During an Emergency - Fires
In the U.S., most fire deaths occur in residences, with billions of dollars in property loss each year. Make sure you and your families are aware of ways to keep yourselves and your home safe. Being aware and prepared can help prevent fires as well as save your life and minimize property damage in the event of a fire.
Fire Safety Tips
Keep Your Home Safe
- Install a smoke alarm inside each sleeping area and on each level of your home.
- Sleep with doors closed.
- Vacuum and dust smoke alarms weekly.
- Test each smoke alarm once a month. Replace bad batteries immediately.
- Replace all smoke alarm batteries at least twice a year.
- Replace smoke alarms every 10 years.
- Keep one or more working fire extinguishers in your home and know how to use them.
- Keep matches and lighters safely out of reach of children.
- Never leave something cooking on the stove unattended, and keep the cooking area clutter free.
Make a Plan
- Determine at least two escape routes from every room of your home.
- Select a location outside your home where everyone will meet after escaping.
- Practice your escape plan at least once a month.
- Consider escape ladders for sleeping areas on the second or third floor. Learn how to use them and store them near the window.
- Consider installing an automatic fire sprinkler system in your home.
If a Fire Occurs
- Get everyone out of the house.
- Call 9-1-1 immediately.
- Use fire extinguishers in certain situations:
- If the fire is contained and you have a fire extinguisher nearby, you may choose to attempt to put the fire out yourself.
- Do not try to put out a fire that is getting out of control. If you're not sure you can control it, get out of the house.
- If the fire is not electrical or chemical in nature, water can also be used to extinguish it.
- Smother oil and grease fires in the kitchen with baking soda or salt, or put a lid over the flame if it is burning in a pan.
- If your clothes catch on fire: Stop, Drop, and Roll until the fire is extinguished. Running only makes the fire burn faster.
- If you hear the sound of a smoke detector, feel the doorknob of the door you plan to escape through with the back of your hand.
- If the doorknob is cool, leave immediately. Close doors behind you.
- If the doorknob is warm, use your second way out. If you have no other way out because smoke, heat, or flames block your exit routes, stay in the room with the door closed.
- Signal for help using a bright-colored cloth at the window.

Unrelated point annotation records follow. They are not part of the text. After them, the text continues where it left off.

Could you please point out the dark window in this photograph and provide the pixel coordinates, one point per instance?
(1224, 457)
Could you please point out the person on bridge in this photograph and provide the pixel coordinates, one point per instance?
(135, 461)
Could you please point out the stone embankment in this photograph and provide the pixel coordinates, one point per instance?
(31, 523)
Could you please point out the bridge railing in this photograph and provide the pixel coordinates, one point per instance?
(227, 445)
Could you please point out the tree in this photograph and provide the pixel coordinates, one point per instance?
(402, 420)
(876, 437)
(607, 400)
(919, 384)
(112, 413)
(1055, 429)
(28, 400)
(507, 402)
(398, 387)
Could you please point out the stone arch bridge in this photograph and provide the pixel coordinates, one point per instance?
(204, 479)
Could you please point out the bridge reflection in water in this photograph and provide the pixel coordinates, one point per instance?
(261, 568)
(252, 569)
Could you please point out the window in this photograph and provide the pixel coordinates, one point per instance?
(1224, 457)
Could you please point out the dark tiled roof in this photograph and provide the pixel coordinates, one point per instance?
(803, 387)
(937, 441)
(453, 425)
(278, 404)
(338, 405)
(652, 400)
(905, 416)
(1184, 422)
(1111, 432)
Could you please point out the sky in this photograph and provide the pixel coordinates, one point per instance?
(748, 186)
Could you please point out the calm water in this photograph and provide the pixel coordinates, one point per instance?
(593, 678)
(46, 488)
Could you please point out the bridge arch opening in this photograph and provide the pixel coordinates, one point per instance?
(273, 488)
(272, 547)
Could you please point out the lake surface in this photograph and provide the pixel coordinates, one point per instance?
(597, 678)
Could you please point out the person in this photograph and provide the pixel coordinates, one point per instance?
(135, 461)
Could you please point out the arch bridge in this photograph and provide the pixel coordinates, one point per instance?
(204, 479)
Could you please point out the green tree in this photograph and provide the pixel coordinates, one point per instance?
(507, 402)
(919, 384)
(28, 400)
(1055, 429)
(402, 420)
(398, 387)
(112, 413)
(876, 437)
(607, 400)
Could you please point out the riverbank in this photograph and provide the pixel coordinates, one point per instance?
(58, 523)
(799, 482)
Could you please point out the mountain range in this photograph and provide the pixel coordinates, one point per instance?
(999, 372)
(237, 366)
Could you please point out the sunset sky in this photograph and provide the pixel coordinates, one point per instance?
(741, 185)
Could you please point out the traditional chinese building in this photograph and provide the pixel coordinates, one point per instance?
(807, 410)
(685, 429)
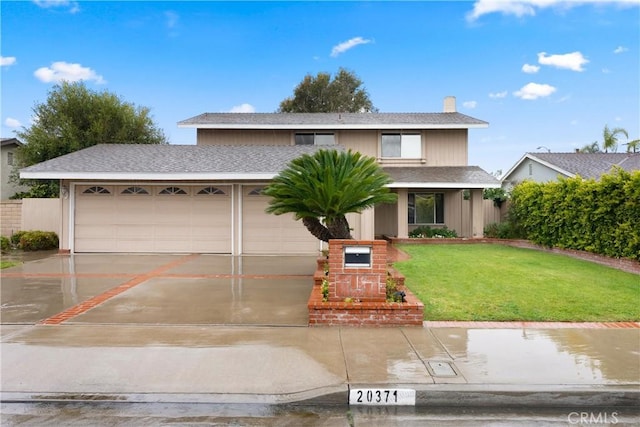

- If you have an operating telephone, call 9-1-1 and tell them where you are.
- Stuff the cracks around the door with towels, rags, bedding or tape and cover vents to keep smoke out.
- Call the fire department again to tell them exactly where you are located. Do this even if you can see fire apparatus.
- Wait at a window and signal for help with a flashlight or by waving a sheet.
- If possible, open the window at the top and bottom, but do not break it; you may need to close the window if smoke rushes in.
- Do not use elevators.
- Be prepared to crawl - smoke and heat rise, so the air is clearer and cooler near the floor.
- Once you are out, stay out! Call the fire department from a neighbor’s home.
- If any members of the family are missing from your pre-designated meeting area outside the house, notify firefighters.
After a Fire
- Remain calm. Pace yourself. You may find yourself in the position of taking charge of other people. Listen carefully to what people are telling you, and deal patiently with urgent situations first.
- Have injuries examined and treated by a medical professional.
- Wash small wounds with soap and water. To help prevent the infection of small wounds, use bandages and replace them if they become soiled, damaged or waterlogged.
- Check with the fire department to make sure your residence is safe to enter. Do not remove or cross colored tape that was placed over doors or windows to mark damaged areas unless local authorities advise that it is safe to do so.
- If a building inspector has placed a color-coded sign on your home, do not enter it until you get more information, advice and instructions about what the sign means and whether it is safe to enter your home.